Kennedy the toad
I was on my maiden voyage, freshly checked out
as a Flight Engineer by TWA. It was to be my first trip without
an Instructor. (I wanted to preflight the exterior while the
inbound passengers were deplaning, thus allowing my newbie self
extra time to get things arranged in the cockpit.) I noticed
something hopping across the ramp. Much to my surprise it was a
I'd long been a fan of things amphibian, having gotten stuck in that part of childhood. I'd even maintained a terrarium for the previous few years in my apartment. No more Mothers to tell me "You're not keeping THAT in the house!" I couldn't help but wonder how the toad came to be on our ramp. He was hundreds of yards away from anything that even remotely resembled his natural habitat. Yet there he was, ready become jet engine food. Or even worse, roadkill for a ramp vehicle! I knew I couldn't leave the poor little guy there.

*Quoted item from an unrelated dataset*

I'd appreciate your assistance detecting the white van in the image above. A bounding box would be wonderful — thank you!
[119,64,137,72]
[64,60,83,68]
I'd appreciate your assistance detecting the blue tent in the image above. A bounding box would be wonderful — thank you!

I took the toad with me to the cockpit after I completed my exterior preflight. I got two styrofoam cups from a Flight Attendant and punched some air holes in them. I then placed a dampened cloth in one cup. TWA, in it's infinite wisdom, requires all Flight Engineers to carry electrical tape with them. I instantly saw why. I used the tape to hold the two cups together after carefully placing the toad inside them.
The toad flew with me to Florida and back, and then home to Vermont. He immeadiately found much safer housing in the terrarium I already had set up for other amphibians. I named him Kennedy after the airport where I found him. In the following years Kennedy shared his terrarium with many other frogs, toads, peepers, efts and salamanders. He outlived them all. He was certainly a hit with our children as they grew. you haven't seen fun until you've seen two year old twins arguing about who gets to give the toad a worm!
Last fall, at the ripe old age of ten, poor ol' Kennedy began to age rapidly. He stopped eating, then moving. The end came while I was on a trip. My children buried him in the front yard. My oldest daughter cried while her twin brother spoke a few kind words. He'll be sorely missed be everybody (except perhaps, my Wife) in my family.
He was a Fowler toad, by the way. Not to be confused with an American toad.